Dangerously Vague Policy

In recent months, a new word has entered the vocabulary of media-watchers in Russia: informbezopasnost, or information security. In June, the Security Council produced a draft "information security doctrine," a 46-page policy statement that will guide the actions of the executive branch in regard to the mass media. President Vladimir Putin put his signature to the document this week. (See www.scrf.gov.ru for the complete document.)

The interesting thing about this document so far has been the widely contradictory reactions it has provoked. While some observers see it as tantamount to the reintroduction of total state control over the media and even Soviet-style censorship, others contend that this policy will improve access to information by providing guidelines for executive-branch press offices. Mikhail Fedotov, secretary of the Union of Journalists and author of the present law on mass media, stated, "There is nothing wrong with thinking about [information security], and we should have begun thinking about it much sooner." On the other hand, Naum Nim, editor of the magazine Dossier on Censorship, believes that "the most disturbing thing about this document is that the very term information security has come into fashion. It doesnt even provoke alarm or concern."

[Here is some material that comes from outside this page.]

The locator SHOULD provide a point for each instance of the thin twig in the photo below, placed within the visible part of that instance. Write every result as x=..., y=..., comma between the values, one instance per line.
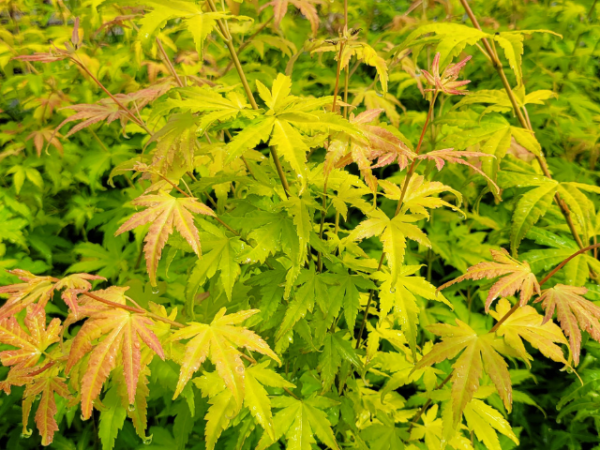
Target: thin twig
x=240, y=70
x=409, y=175
x=493, y=54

Indeed, it is difficult to have a clear-cut view of this document, which is written in a turgid, bureaucratic style. "You can characterize it as a bureaucratically formalized collection of banalities about society, the state, the individual and information," summarized Vitaly Tretyakov, Nezavisimaya Gazeta editor.

The very vagueness of the document is what alarms me most, especially since the Security Council spent many months drafting it. In my experience, vagueness is an indication of an effort to hide ones real intentions. Furthermore, in a document of this type, which will now be distributed to hundreds of executive-branch offices throughout the country and interpreted individually by thousands of bureaucrats, vagueness in language will inevitably lead to arbitrariness in implementation. The result will be a slew of conflicts on which the Press Ministry can weigh in as it sees fit.

In spite of itself, though, the new information security doctrine says some things very clearly. First, its mere existence demonstrates that Putin considers the mass media to be foremost an issue of national security, discussed in the context of the military and the security organs. Alexei Simonov of the Glasnost Defense Foundation commented that "the doctrine is intended to defend the state from its citizens and not to defend their privacy from the state."

This is crucial to recognize because many of us think it is more logical to consider the mass media as an economic and social issue. That is, the states media policy should be directed primarily to improve the medias role as an advertising vehicle, as a watchdog against corruption and as a means of encouraging informed public participation in political and social life. There is not a whiff of this kind of thinking in the new doctrine or in any of the actions of the Press Ministry.

Second, the information security doctrine demonstrates unambiguously that Putin views the media as an appropriate sphere for executive-branch administration and control. This is no surprise, but it shouldnt be overlooked. Instead of grounding freedom of the press and the rights of citizens to information in law and in binding legal precedents, this document continues the distressing tradition of "administering" the press at the whim of whoever controls the executive branch. Just as has been the case with privatization, the only possible result of executive-branch administration is insecurity and uncertainty the kind that turns every election into a major national crisis.

In an interview with Moskovsky Komsomolets this week, Press Minister Mikhail Lesin acknowledged that "in a developed society with clear democratic traditions and principles there is most likely no need for wholly owned state media." Russia, according to Lesin, is not such a country. "Therefore, in the immediate future the state will remain one of the major players on the media market." What is unclear is how the new information security policy and the Press Ministrys "secret" budget for media subsidies are going to move Russia from where it is now to the kind of society that does not need state media. How are these policies going to give birth to "a developed society with clear democratic traditions and principles"?

Robert Coalson is an independent media analyst based in St. Petersburg.